A new site shares messy and garish screenshots of Android home screens with custom themes and wallpapers. Fugly Android calls itself “an argument for closed systems,” but it’s really just a demonstration that bad taste abounds.
We all love our own bad taste. It explains the misplaced exuberance of early desktop publishing, where design newbies gleefully sprayed fifty fonts on a page, and it explains the blindingly bad personalizations of MySpace. Give people a brush, and they’ll paint something crazy just to make it their own. The number one reason people jailbreak their iPhones, according to Cydia creator Jay “Saurik” Freeman, is to pimp the home screen with custom themes. Beauty, it seems, is in the eye of the beholder. There’s something that many find irresistible about branding a visual claim of ownership on their stuff.

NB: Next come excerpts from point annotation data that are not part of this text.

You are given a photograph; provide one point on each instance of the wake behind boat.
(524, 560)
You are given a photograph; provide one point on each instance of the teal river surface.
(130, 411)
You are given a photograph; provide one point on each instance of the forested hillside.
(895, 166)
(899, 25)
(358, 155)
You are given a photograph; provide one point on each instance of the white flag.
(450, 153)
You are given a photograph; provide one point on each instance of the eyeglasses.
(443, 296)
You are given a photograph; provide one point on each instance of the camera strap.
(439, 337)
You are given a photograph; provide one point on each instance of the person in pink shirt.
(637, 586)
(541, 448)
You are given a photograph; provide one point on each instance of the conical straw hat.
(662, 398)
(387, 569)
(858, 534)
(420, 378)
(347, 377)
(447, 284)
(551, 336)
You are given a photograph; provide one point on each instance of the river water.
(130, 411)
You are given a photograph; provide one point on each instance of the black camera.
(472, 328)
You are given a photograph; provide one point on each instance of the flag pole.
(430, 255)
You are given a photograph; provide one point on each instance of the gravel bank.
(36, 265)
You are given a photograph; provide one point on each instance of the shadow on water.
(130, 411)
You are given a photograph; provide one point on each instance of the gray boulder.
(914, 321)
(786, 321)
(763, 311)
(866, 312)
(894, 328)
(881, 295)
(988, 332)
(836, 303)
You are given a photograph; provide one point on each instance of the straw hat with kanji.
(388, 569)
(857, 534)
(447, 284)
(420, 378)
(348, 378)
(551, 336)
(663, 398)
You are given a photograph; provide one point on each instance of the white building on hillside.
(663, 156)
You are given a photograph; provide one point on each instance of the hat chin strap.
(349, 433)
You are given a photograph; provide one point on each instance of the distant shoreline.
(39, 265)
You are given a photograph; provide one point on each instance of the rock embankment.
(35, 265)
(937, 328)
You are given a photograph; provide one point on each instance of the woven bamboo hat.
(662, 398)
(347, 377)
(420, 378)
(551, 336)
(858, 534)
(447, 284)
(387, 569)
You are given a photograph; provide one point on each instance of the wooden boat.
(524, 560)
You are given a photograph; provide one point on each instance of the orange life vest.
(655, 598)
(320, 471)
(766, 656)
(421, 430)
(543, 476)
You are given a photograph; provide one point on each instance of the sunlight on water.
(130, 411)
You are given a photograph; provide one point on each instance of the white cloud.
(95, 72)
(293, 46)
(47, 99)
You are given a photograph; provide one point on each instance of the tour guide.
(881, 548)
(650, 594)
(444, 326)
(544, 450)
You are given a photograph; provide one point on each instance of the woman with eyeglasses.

Platforms are cultures, and a key cultural value of Android is customization. Among geeks, at least, the appeal of Android is the ability to make the phone do and be anything you want. That’s not at all a cultural value of iOS, where consistency of presentation and style (Apple’s style) is a given. In both cases, these are values that are embraced by the audience, but are also established from the top, by the platform owners. Just compare the detail of Apple’s iOS interface guidelines to the broad and limited Android guidelines. Apple says, this is what the iPhone experience should be, while Android seems to say, hey, do what you want. (For what it’s worth, Microsoft splits the difference with Windows Phone 7, offering thoughtful interface guidelines (PDF) while also giving users a carefully controlled ability to personalize the OS’s look.)
Me, I’m an iPhone guy. That’s just the culture where I feel most at home. So yeah, I shake my head when I browse Fugly Android’s gallery of horrors. But I also know that where I shudder, lots of others see creative freedom and opportunity. That whole beauty and beholder thing.